Poly(hydroxymethyl-3,4-ethylendioxythiophene) (PHMeDOT), a very electroactive polythiophene derivative bearing a dioxane ring fused onto the thiophene ring and an exocyclic hydroxymethyl substituent, is able to electrocatalyze the oxidation of glucose in the presence of interferents (e.g. dopamine, uric acid and ascorbic acid) without the assistance of an enzymatic catalyst. In this work, after demonstrating that the chronoamperometric response of such polythiophene derivatives allows discrimination of glucose from fructose, the PHMeDOT⋯sugar recognition mechanism has been investigated using atomistic computer simulations. More specifically, molecular dynamics simulations were conducted on model systems formed by a steel surface covered with a nanometric film of PHMeDOT, which was immersed in an aqueous environment with a few explicit sugar molecules (i.e. glucose or fructose). Analyses of the trajectories indicate that glucose interacts with PHMeDOT forming a well-defined network of specific hydrogen bonds. More specifically, glucose prefers to interact as a hydrogen bonding donor using the hydroxyl group tether to the main sugar ring, while PHMeDOT acts as the hydrogen bonding acceptor.

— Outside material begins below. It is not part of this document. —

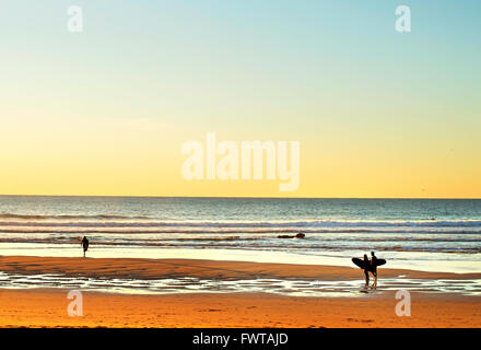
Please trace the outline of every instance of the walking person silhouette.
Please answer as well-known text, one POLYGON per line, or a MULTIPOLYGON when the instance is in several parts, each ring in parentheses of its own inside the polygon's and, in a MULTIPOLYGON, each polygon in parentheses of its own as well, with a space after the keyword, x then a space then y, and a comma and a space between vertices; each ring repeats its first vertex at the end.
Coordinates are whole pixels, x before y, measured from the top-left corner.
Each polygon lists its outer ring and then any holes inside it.
POLYGON ((85 257, 85 253, 89 249, 89 238, 86 236, 83 236, 81 244, 83 247, 83 257, 85 257))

Interestingly, (glucose)O–H⋯O(PHMeDOT) interactions involve, as hydrogen bonding acceptors, not only the oxygen atoms of the dioxane ring but also the oxygen atom of the exocyclic hydroxymethyl substituent, which is a differential trend with respect to the other polythiophene derivatives that do not exhibit sensing ability. In contrast, fructose does not present such well-defined patterns of specific interactions, especially those that are distinctive because of the exocyclic hydroxymethyl substituent, making the experimental observations understandable.